Police in South Korea said they had raided Google’s Korea head office in Seoul on Tuesday on suspicion that the subsidiary of the search engine company had illegally collected location data from application subscribers.

“The raid isn’t directly related to Google but to an app development company,” said Seonghun Kim, detective inspector with the Seoul Metropolitan Police Agency’s Cyber Terror Response Center.

The company that developed the app is a subsidiary of Google, and it illegally collected location information from subscribers who installed the app, he added, in an apparent reference to AdMob, the mobile advertising platform that Google acquired last year.

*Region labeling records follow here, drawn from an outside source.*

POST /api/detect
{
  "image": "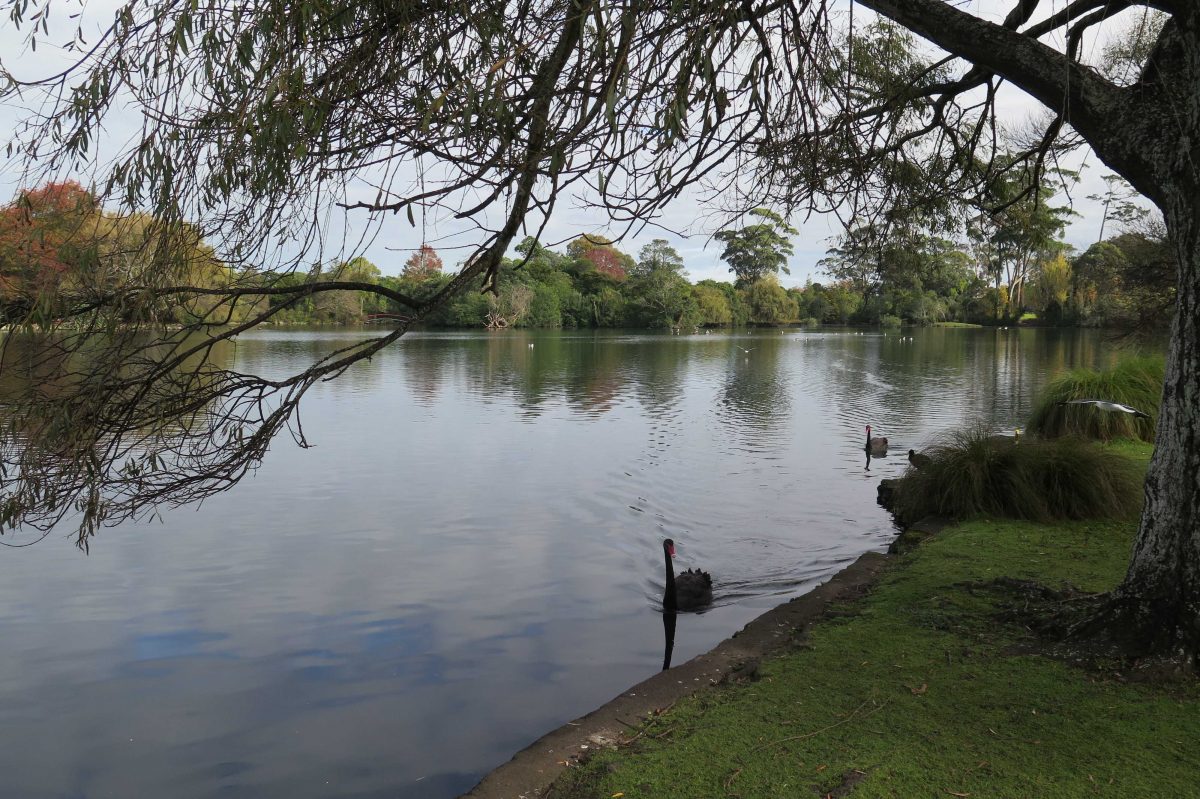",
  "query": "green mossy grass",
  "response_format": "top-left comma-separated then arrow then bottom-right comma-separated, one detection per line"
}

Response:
551,444 -> 1200,799
1028,356 -> 1164,441
893,429 -> 1141,522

Cybercrime officers carried out the raid at Google Korea’s head office to secure hard drives and computer data related to Google’s AdMob platform, Yonhap News Agency in Seoul reported.

Google had no immediate comment on the raid. 

The subsidiary allegedly collected personal data with a smart phone application, the police agency said in an emailed statement.

Police will give further details on the case only after it progresses, Kim said.

Google has already come under fire in South Korea twice this year.

In January, authorities found that Google had illegally collected personal data while gathering information for its Street View map service. Google’s data collection for this service has also raised privacy concerns in some European countries.

Google came under fire again in South Korea last month after two local search engine operators, Daum and NHN, filed a claim with the country’s Fair Trade Commission, alleging pressure on Android phone manufacturers to block rival search engines or applications.